Understanding DAGs in computer science helps grasp how dbt orders model runs and prevents cycles.
Parallel Computing
Parallelism in dbt applies the same idea as parallel computing: running independent tasks simultaneously to save time.
Knowing parallel computing principles clarifies why dbt runs some models together and how to optimize resource use.

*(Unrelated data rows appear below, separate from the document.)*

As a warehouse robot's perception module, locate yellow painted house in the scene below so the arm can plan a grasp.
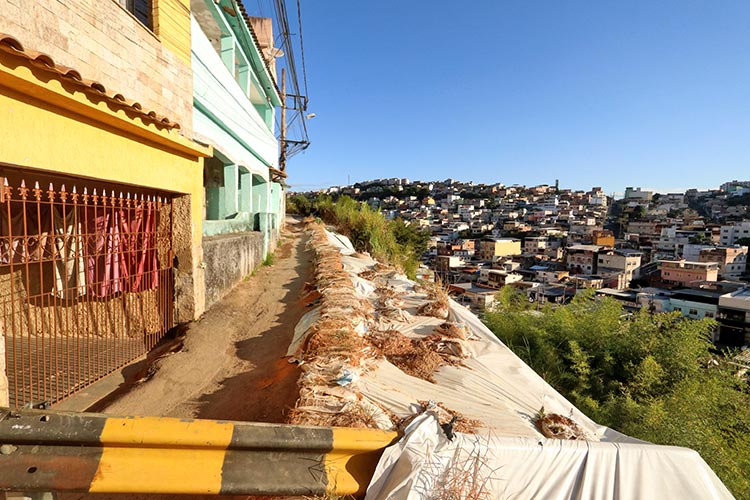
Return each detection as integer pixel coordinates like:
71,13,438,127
0,0,212,406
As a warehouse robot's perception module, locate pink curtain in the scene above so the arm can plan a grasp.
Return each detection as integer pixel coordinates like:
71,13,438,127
83,201,159,297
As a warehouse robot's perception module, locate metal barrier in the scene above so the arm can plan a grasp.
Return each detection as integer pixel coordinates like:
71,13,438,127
0,408,398,495
0,170,174,407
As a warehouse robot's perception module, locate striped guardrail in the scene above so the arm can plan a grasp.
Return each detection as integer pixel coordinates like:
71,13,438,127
0,408,398,495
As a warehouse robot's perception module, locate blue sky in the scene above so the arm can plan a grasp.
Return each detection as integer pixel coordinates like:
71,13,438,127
287,0,750,192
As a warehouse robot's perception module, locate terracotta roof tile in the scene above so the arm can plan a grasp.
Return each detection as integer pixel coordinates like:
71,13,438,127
0,33,180,129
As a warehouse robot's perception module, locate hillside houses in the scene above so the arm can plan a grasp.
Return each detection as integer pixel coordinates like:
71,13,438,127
306,178,750,345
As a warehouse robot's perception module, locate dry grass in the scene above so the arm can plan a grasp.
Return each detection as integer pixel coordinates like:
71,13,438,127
417,400,484,434
534,411,589,441
424,447,495,500
368,329,445,383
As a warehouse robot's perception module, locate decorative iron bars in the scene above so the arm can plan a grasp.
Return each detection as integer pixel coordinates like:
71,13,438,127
0,177,174,406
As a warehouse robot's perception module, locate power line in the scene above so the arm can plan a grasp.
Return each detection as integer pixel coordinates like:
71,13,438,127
297,0,309,95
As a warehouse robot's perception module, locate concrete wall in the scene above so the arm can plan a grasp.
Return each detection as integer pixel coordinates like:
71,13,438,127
0,0,193,137
203,231,264,308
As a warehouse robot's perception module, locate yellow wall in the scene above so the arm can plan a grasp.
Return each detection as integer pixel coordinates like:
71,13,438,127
0,52,212,320
154,0,190,66
0,54,210,242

Cooking and Meal Preparation
Like cooking multiple dishes with dependencies and parallel steps, dbt manages data transformations similarly.

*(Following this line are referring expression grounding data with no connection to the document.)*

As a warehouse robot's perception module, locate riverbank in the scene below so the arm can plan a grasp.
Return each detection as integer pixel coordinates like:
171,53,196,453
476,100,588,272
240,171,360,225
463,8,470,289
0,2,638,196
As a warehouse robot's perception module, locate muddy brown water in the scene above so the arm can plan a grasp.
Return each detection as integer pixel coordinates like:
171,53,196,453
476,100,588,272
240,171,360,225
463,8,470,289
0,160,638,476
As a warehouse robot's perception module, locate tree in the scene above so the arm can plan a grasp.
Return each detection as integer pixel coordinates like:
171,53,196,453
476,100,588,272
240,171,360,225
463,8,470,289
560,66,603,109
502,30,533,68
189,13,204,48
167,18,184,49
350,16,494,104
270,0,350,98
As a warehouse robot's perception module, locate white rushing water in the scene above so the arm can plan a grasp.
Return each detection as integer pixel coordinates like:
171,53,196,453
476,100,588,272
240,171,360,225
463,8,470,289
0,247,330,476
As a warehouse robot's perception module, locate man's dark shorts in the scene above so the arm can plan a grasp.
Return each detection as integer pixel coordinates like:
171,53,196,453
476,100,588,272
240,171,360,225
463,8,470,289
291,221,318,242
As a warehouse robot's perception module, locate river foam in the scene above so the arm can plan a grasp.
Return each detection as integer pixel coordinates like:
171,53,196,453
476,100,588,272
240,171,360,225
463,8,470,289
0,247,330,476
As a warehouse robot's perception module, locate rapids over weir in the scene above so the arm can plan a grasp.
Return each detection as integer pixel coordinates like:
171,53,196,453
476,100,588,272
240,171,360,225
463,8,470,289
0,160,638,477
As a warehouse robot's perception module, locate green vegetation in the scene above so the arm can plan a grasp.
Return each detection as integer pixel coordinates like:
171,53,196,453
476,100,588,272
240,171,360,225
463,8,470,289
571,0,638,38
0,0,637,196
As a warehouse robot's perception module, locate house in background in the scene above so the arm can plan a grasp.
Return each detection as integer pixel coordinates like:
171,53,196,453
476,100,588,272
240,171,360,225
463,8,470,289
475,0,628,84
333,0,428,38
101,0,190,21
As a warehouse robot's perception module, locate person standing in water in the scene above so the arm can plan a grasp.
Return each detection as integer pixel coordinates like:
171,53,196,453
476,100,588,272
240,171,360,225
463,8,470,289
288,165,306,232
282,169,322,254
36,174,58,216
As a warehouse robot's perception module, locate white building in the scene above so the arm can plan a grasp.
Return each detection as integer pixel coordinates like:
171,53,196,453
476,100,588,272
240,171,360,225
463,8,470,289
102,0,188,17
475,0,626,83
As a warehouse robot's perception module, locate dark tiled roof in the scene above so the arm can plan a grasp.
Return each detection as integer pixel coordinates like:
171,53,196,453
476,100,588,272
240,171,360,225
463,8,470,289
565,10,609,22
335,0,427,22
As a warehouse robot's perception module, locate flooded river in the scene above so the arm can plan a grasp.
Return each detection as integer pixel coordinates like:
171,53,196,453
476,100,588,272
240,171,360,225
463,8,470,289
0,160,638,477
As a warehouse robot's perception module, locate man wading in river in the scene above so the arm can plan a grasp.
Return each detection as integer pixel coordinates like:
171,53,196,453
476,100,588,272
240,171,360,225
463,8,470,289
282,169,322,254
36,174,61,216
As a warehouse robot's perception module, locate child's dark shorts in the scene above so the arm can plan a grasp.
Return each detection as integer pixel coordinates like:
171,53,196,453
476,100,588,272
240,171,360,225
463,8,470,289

This real-world process shows why order and concurrency matter in workflows.
Common Pitfalls
#1Not using ref() to declare dependencies causes models to run in wrong order.
Wrong approach:SELECT * FROM raw_data.customers;
Correct approach:SELECT * FROM {{ ref('raw_data_customers') }};
Root cause:Learners forget that dbt only tracks dependencies through ref(), so missing it breaks the dependency graph.
#2Setting too many threads overloads the database causing failures.
Wrong approach:dbt run --threads 50
Correct approach:dbt run --threads 8
Root cause:Assuming more threads always improve speed ignores database concurrency limits.
#3Creating circular dependencies between models causes dbt to error out.
Wrong approach:Model A references Model B, and Model B references Model A.
Correct approach:Redesign models so dependencies flow in one direction only.
Root cause:Not understanding that dbt requires a DAG structure without cycles.
Key Takeaways
Model dependencies in dbt define the order models must run to ensure data correctness.
Parallelism allows dbt to run independent models at the same time, speeding up data builds.
Using ref() is essential for dbt to detect dependencies and build the correct execution graph.
Too much parallelism can overload your database, so tuning thread count is important.
dbt prevents circular dependencies to keep your data pipeline reliable and maintainable.